Late Thursday, to celebrate Martin Luther King, Jr. Day, President Barack Obama designated three new national monuments and expanded two others. That makes 30 monuments and five expansions of existing monuments he has authorized under the Antiquities Act during his eight years in office. And he’s gotten a lot of grief for many of them from the Republican folks who want the federal government to surrender public lands to the states so that private operators can make a profit off of them.
Obama said:
Today, I am designating new national monuments that preserve critical chapters of our country’s history, from the Civil War to the civil rights movement. These monuments preserve the vibrant history of the Reconstruction Era and its role in redefining freedom. They tell the important stories of the citizens who helped launch the civil rights movement in Birmingham and the Freedom Riders whose bravery raised national awareness of segregation and violence. These stories are part of our shared history. From designating Stonewall National Monument, our country’s first national monument honoring the LGBT movement, to recognizing the movement for women’s equality through the Belmont-Paul Women’s Equality National Monument, I have sought to build a more inclusive National Park System and ensure that our national parks, monuments and public lands are fully reflective of our nation’s diverse history and culture.

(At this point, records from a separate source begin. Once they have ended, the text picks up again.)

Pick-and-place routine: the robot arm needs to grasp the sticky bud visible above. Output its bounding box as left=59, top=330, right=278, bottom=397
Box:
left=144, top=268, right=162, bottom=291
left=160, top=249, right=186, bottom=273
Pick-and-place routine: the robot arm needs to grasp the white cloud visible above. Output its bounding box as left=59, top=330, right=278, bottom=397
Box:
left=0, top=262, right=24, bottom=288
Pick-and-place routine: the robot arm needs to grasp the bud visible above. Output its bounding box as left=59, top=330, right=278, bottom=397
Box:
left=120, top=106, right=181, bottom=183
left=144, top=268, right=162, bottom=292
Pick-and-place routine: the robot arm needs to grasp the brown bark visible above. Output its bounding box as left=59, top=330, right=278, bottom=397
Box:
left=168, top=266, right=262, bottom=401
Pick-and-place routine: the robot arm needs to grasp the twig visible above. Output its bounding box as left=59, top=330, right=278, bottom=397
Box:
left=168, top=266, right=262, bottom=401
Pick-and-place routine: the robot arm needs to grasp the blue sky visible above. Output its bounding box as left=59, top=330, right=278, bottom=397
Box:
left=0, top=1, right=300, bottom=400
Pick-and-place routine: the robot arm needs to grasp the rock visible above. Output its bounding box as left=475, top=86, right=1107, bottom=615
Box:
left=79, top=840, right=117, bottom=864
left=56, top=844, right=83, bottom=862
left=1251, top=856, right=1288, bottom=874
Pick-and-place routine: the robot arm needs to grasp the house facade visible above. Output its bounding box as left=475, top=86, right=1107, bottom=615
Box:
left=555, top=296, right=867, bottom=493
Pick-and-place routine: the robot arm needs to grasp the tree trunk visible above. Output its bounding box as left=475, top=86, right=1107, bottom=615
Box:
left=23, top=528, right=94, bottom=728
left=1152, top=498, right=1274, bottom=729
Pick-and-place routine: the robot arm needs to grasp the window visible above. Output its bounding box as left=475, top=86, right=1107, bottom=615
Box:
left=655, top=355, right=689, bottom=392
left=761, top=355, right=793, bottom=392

Yes, we’re going to miss him.
Here’s what the White House had to say about the three new monuments important to civil rights history:
• Birmingham Civil Rights National Monument: The Birmingham Civil Rights National Monument will protect the historic A.G. Gaston Motel in Birmingham, Alabama, which served at one point as the headquarters for the civil rights campaign led by Dr. Martin Luther King Jr. that helped lead to the passage of the Civil Rights Act of 1964. The monument will also tell the stories associated with other nearby Birmingham historic sites, including the Sixteenth Street Baptist Church– which was the site of a bombing in 1963; and Kelly Ingram Park, where Birmingham Public Safety Commissioner Bull Connor turned hoses and dogs on young civil rights protesters.

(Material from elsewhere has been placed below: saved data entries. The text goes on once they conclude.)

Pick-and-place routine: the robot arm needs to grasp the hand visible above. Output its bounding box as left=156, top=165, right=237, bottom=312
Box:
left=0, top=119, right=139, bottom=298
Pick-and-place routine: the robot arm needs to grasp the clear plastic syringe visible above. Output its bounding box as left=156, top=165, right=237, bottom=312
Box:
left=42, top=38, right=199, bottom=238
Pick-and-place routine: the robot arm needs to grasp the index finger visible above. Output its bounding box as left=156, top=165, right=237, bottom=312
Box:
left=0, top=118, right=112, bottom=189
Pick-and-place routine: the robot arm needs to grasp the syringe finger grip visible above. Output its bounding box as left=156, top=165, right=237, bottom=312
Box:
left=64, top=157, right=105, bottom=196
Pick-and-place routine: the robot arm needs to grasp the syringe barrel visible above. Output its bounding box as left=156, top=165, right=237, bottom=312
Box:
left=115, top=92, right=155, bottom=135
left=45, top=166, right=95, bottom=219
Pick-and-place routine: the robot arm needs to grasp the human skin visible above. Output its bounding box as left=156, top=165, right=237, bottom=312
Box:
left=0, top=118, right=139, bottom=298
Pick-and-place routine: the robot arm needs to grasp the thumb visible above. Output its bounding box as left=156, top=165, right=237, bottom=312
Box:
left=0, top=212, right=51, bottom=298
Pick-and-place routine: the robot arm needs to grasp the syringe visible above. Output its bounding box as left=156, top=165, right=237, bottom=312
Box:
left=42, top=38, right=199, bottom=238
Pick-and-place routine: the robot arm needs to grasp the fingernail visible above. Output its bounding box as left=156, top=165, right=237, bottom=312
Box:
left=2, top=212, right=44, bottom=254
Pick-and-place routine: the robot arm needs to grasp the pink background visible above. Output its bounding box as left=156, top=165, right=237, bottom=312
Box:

• Freedom Riders National Monument: The Freedom Riders National Monument is located in Anniston, Alabama, and contains two sites that help underscore the Freedom Riders’ importance to the civil rights movement. The monument includes the Greyhound Bus Station where a racially integrated bus of Freedom Riders attempting to test desegregation was attacked in the spring of 1961, and the site where the same bus was firebombed and burned some minutes later.
• Reconstruction Era National Monument: Located in coastal South Carolina, the new Reconstruction Era National Monument encompasses four sites throughout Beaufort County that tell the vibrant story of the robust community developed by freed former African American slaves in the Reconstruction Era South. This designation includes the Brick Baptist Church and Darrah Hall at the existing Penn Center on St. Helena Island as well as the Old Firehouse in downtown Beaufort and parts of Camp Saxton in Port Royal where the Emancipation Proclamation was read on New Year’s Day in 1863. These sites establish the first unit of the National Park System focused on telling the story of Reconstruction.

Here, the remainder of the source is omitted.